What’s interesting for me is that whichever scenario I think of it does mean that data and databases are being stored on Azure in some shape or form which is a good thing provided that it is properly protected in the way that any SQL Server instance that’s connected to them internet. However what I an interested in in this post is the use of Azure to do “traditional” business intelligence (BI).  By this I mean data marts / warehouses reporting and analytics.   Note If this data is simply persisted virtual hard disks attached to VMs then ultimately that ends up in azure blob storage.

If we accept concerns about where data is homed then BI s actually quite a good fit for cloud if the visualization tools are close to where the data is…

image

Note that since my last post two new data services have been announced for Azure – Data Lake and Data Warehouse. The Data Warehouse is a good example of how the cloud changes as it will allow the compute resources used to run queries to be scaled to meet demand while the storage aspect will be relatively cheap. the Data Lake is essentially a place to drop large amounts of data that you might want to use in future but aren’t sure what that use might be when you throw the data in the lake.

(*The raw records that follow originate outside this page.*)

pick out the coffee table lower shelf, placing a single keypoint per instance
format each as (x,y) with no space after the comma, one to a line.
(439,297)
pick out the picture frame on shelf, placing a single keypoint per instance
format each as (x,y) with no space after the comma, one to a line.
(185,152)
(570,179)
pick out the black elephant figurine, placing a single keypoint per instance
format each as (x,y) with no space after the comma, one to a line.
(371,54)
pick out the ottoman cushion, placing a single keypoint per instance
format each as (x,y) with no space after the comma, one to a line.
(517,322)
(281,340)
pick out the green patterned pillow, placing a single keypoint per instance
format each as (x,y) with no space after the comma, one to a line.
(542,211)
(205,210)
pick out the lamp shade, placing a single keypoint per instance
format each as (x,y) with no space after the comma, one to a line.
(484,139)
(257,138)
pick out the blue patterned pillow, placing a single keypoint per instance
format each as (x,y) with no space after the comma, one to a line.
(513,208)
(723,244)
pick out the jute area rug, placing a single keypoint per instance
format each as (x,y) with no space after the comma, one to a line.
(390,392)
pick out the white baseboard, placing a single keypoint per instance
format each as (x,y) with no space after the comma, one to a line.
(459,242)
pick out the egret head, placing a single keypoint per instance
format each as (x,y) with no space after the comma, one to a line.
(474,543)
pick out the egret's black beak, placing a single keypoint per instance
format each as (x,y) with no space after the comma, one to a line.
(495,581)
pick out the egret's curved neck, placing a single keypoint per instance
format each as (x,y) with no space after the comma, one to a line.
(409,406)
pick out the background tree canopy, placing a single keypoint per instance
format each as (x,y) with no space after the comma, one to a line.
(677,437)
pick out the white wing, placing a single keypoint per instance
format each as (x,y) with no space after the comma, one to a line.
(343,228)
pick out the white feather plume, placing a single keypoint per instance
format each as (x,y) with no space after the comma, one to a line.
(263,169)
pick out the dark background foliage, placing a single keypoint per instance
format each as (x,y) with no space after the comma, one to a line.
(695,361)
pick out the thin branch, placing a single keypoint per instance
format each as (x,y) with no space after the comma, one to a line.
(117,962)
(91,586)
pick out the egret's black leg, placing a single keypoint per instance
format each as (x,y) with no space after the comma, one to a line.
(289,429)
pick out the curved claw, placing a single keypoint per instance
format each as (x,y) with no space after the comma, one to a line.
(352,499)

Wherever the data persists for a data mart/warehouse, we’ll need to have a process in place to update and refresh it.  Back in my day this might have been SQL Server Integration Services (SSIS), Informatica etc. so how does the cloud change this?  The simplest approach might be to move this processing to a VM in the cloud the upside being that we can be clever about when batch processing occurs (like the overnight warehouse refresh) and only pay for what we use.  However we may still need to think about designing in redundancy to ensure our processing survives any failure. There is another way and that is to use the equivalent service in Azure, Data Factory. At the time of writing this is still very new and works in a very different way to SSIS etc. in that it is primarily about workflow and talks to sources and targets in their native languages and doesn’t have too many type of connectors.

With data visualization there are a couple of choices in the cloud either Power BI or spinning up your preferred tools in Azure RemoteApp.  RemoteApp is essentially remote desktop services in the cloud using either a pre-built image with Office on it or supplying your own image with what ever tools you prefer to both build or consume analytical models. RemoteApp might also solve the problem of providing BI on the move away form the office as there are free RemoteApp clients for Android IOS and OS-X.  I like this solution as data only persists in the cloud under control and doesn’t leak out onto local devices which also means it is fast as it’s only RDP traffic going between device and cloud.

Finally please be aware that so far I have just mentioned Microsoft’s BI tools here, but all of this could apply to Tableau over SQL Server, Oracle based BI, IBM Cognos and so on as any of these will also be fine in Azure assuming the vendors have sorted out how these tools are licensed when running in the cloud.